The DPDP Bill sets out a number of rights for individuals, including the right to:

  • Know what personal data is being collected about them and how it is being used
  • Rectify or delete inaccurate or outdated personal data
  • Object to the processing of their personal data for certain purposes
  • Port their personal data to another data fiduciary

The bill also sets out a number of obligations for data fiduciaries, including the obligation to:

  • Obtain consent from individuals before collecting or processing their personal data
  • Use personal data only for the purposes for which it was collected
  • Keep personal data secure
  • Delete personal data when it is no longer needed

The DPDP Bill has been met with mixed reactions.

Some have welcomed the bill as a necessary step to protect the privacy of individuals in India.

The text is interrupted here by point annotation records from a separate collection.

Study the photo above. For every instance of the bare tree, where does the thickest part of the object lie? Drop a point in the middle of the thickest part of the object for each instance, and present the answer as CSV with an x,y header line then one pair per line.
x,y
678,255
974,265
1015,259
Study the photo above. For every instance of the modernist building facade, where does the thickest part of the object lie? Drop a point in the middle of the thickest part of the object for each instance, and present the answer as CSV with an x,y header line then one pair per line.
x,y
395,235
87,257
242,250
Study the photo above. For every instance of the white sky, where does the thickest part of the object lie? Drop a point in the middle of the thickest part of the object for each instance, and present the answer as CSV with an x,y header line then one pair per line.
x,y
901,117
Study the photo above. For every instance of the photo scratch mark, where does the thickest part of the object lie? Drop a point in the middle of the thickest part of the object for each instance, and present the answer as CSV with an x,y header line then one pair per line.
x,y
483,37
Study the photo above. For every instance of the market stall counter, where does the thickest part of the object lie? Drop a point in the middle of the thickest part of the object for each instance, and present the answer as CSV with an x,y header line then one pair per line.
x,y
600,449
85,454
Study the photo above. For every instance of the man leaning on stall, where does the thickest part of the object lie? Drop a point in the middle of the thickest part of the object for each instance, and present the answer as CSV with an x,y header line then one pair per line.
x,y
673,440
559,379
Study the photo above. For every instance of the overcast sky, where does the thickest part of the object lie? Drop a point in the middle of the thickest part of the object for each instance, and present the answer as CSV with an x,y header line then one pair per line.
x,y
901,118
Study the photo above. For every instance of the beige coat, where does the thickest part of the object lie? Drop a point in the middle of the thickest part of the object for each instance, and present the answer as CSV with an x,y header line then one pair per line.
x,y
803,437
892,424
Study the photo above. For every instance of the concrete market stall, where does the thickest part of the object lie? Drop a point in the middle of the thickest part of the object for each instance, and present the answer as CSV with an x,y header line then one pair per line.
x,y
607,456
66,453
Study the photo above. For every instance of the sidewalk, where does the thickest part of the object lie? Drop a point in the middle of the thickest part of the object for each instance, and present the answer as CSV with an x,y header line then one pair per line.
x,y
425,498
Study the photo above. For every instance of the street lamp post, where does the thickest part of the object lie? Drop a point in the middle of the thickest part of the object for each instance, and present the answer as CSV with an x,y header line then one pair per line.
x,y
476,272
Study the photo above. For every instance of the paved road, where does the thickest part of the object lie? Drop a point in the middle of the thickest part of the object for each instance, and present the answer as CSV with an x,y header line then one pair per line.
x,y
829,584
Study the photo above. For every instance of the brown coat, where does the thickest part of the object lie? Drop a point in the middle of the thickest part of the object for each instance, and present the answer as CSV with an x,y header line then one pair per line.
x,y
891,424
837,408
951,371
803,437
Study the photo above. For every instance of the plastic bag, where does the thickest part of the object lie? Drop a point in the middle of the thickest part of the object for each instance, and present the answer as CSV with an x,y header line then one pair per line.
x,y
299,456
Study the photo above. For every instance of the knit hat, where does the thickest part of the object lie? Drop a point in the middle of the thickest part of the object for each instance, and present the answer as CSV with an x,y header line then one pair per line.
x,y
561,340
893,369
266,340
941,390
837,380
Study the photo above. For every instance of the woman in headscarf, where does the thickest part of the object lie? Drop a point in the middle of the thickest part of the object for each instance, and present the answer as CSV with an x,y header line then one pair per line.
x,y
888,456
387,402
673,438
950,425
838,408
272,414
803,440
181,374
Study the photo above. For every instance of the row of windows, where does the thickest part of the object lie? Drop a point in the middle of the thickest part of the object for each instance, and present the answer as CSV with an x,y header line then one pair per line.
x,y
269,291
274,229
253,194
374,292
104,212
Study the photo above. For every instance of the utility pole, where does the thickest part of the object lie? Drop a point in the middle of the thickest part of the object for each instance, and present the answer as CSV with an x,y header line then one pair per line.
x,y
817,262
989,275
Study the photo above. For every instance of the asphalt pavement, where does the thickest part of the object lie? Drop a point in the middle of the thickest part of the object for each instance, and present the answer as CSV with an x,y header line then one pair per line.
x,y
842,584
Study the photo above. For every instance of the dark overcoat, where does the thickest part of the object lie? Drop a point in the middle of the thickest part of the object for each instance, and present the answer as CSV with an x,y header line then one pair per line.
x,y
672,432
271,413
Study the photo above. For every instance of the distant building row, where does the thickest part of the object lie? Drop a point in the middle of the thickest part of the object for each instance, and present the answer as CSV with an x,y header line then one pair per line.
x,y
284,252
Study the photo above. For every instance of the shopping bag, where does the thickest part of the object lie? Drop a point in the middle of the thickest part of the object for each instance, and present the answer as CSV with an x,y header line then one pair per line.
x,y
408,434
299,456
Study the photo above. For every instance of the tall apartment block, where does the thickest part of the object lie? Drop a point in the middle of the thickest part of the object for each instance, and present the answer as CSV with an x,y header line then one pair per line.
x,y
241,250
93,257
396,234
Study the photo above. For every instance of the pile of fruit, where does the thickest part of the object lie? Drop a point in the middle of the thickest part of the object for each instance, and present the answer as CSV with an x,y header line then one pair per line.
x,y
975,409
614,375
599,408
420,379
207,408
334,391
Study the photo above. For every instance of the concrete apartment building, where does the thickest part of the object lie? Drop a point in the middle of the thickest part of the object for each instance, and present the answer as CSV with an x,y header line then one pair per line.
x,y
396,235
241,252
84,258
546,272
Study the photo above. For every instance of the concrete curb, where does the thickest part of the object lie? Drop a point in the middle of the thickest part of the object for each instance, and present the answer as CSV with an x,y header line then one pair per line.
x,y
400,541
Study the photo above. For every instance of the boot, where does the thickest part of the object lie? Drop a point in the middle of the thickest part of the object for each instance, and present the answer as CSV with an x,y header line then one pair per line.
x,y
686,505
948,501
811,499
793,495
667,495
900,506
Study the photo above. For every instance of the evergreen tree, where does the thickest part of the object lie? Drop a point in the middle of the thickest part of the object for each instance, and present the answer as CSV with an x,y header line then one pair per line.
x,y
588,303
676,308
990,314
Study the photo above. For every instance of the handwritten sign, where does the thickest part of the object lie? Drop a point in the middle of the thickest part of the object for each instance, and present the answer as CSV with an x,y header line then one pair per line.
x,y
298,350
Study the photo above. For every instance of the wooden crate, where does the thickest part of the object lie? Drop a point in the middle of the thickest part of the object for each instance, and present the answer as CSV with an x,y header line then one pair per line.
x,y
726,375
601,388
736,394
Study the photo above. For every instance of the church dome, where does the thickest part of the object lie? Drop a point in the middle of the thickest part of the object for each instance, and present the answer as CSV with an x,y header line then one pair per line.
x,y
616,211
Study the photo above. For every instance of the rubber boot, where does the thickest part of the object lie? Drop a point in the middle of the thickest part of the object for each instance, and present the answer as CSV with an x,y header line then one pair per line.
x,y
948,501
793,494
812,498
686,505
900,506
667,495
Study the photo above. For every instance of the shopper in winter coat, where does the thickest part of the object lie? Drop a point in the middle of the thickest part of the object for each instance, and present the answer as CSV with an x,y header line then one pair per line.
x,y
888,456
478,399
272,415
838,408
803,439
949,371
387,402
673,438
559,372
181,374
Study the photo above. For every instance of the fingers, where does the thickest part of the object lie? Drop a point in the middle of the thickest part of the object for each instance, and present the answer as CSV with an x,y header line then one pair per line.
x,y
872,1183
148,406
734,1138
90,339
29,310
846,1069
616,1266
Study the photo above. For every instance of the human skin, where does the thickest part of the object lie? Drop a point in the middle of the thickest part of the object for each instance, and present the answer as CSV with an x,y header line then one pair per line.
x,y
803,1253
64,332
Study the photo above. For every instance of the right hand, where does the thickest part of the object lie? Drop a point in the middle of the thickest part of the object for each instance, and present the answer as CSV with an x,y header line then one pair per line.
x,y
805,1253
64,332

Others have raised concerns about the bill’s potential impact on businesses and the digital economy.

The bill is still under consideration by Parliament, and it is not yet clear when it will be passed into law. However, the DPDP Bill is an important step in the development of data protection law in India.

Here are some of the key features of the DPDP Bill:

  • The bill applies to the processing of digital personal data within India, as well as the processing of digital personal data outside India if it is for offering goods or services to individuals in India.
  • The bill defines personal data as any information that can be used to identify an individual, such as their name, address, phone number, email address, or biometric data.
  • The bill requires data fiduciaries to obtain consent from individuals before collecting or processing their personal data. Consent can be express or implied, but it must be freely given, specific, informed, and unambiguous.
  • The bill allows individuals to access their personal data, request that it be corrected or deleted, and object to its processing for certain purposes.
  • The bill requires data fiduciaries to take measures to protect the security of personal data, such as using encryption and access controls.
  • The bill establishes the Data Protection Authority of India (DPAI) as an independent body to oversee the implementation of the bill. The DPAI will have the power to investigate complaints, impose fines, and take other enforcement actions.